My life as a 50+ Travel Agent, the invisible me.
Days after my 57th birthday I traveled to Ireland with a group of other Travel Agents. I was so excited to go and I had a marvelous time. Ireland is a beautiful country. A trip like this one is called a FAM, (Familiarization Tour). The Tour Company puts a load of Travel Agents into a bus and tours us around showing us, at break neck speed, all of the things our customers might see and do. It's tonnes of fun and very exhausting. It consists of hotel inspections, late nights, and long hours on a bus.

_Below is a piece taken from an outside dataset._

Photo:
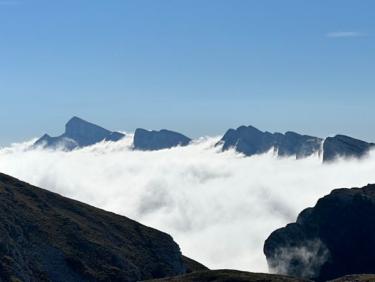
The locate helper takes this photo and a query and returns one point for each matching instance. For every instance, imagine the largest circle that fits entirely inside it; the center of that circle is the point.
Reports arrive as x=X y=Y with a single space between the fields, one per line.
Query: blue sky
x=195 y=66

To prepare for this trip I began a diet to lose a few pounds. These trips are physically hard and carrying a lot of extra weight makes it even harder. I was so proud of myself for losing 10 whole pounds in the two months leading up to the trip. I felt great.
While I was gone, my husband planned to put down laminate flooring in our bedroom. Great idea. Then I don't have to live in the mess. So, an hour before I left for the airport, we moved the dressers out, down the hall and into another room. In the process, I ran a dresser over my big toe and bruised it very badly. There was nothing I could do at the time but drive the three hours to the airport with my foot on a cold pack.

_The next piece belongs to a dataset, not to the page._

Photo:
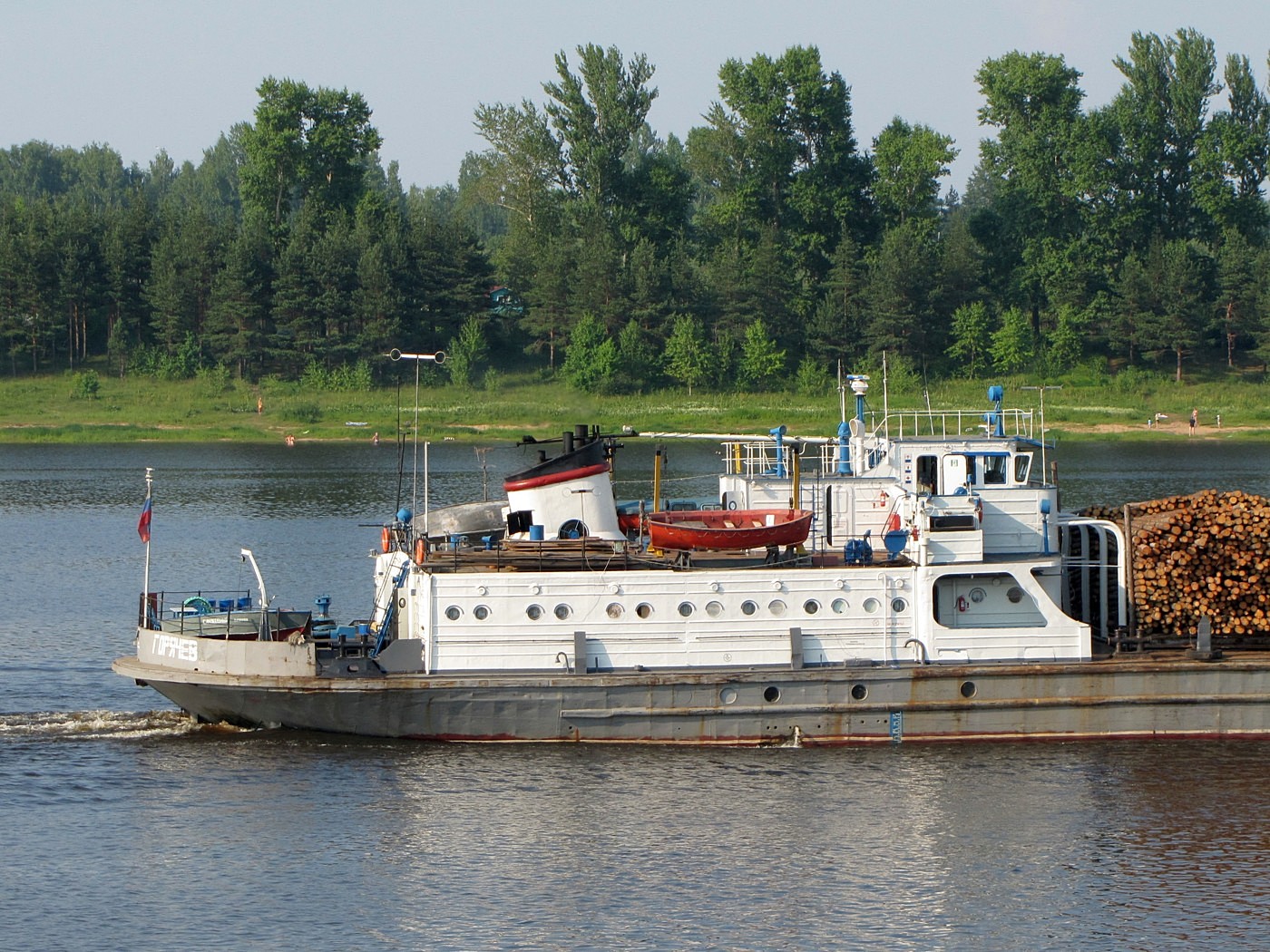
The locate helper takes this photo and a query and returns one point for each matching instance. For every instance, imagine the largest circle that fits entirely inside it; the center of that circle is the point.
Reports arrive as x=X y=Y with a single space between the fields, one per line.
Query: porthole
x=573 y=529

I had a visible limp the whole trip, and most of the time I was in a great deal of pain. So much for felling good about myself. I took care to elevate it at night and bandage it during the day. I was determined not to let it slow me down or leave me behind. Over half of the group were under 40. No way was I going to appear weak in front of them.

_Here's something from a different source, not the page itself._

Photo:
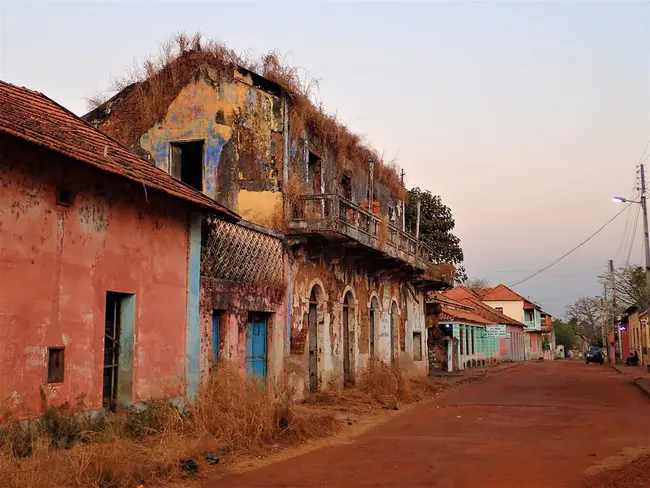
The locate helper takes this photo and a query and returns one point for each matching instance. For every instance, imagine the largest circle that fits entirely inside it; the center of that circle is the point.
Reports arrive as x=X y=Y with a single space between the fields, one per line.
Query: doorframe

It's two weeks later, I've been home for a week. My toe is healed and I'm fine. Yet, something significant happened to me on that trip. I don't know if it was the limping, or that I don't look as young as I used to. Part way through the week I realized that I was invisible to the younger crowd. I'm used to being in charge, in having people come to me for leadership and guidance. But that didn't happen this time.
Don't get me wrong, no one was mean to me, or unkind. It was more like I didn't exist at all. Like I was invisible. I understand that this happens to women over 50, but it's never happened to me.
As a result, I'm more determined than ever to create Travel Experiences for women over 50, especially Widows. They are treated worse then the rest of us when it comes to being dismissed and invisible. I'm not certain where I'm going, I'd love suggestions from you.
Hey, how would you like to go to Ireland? I found a few pubs along the way where an old lady can get a drink.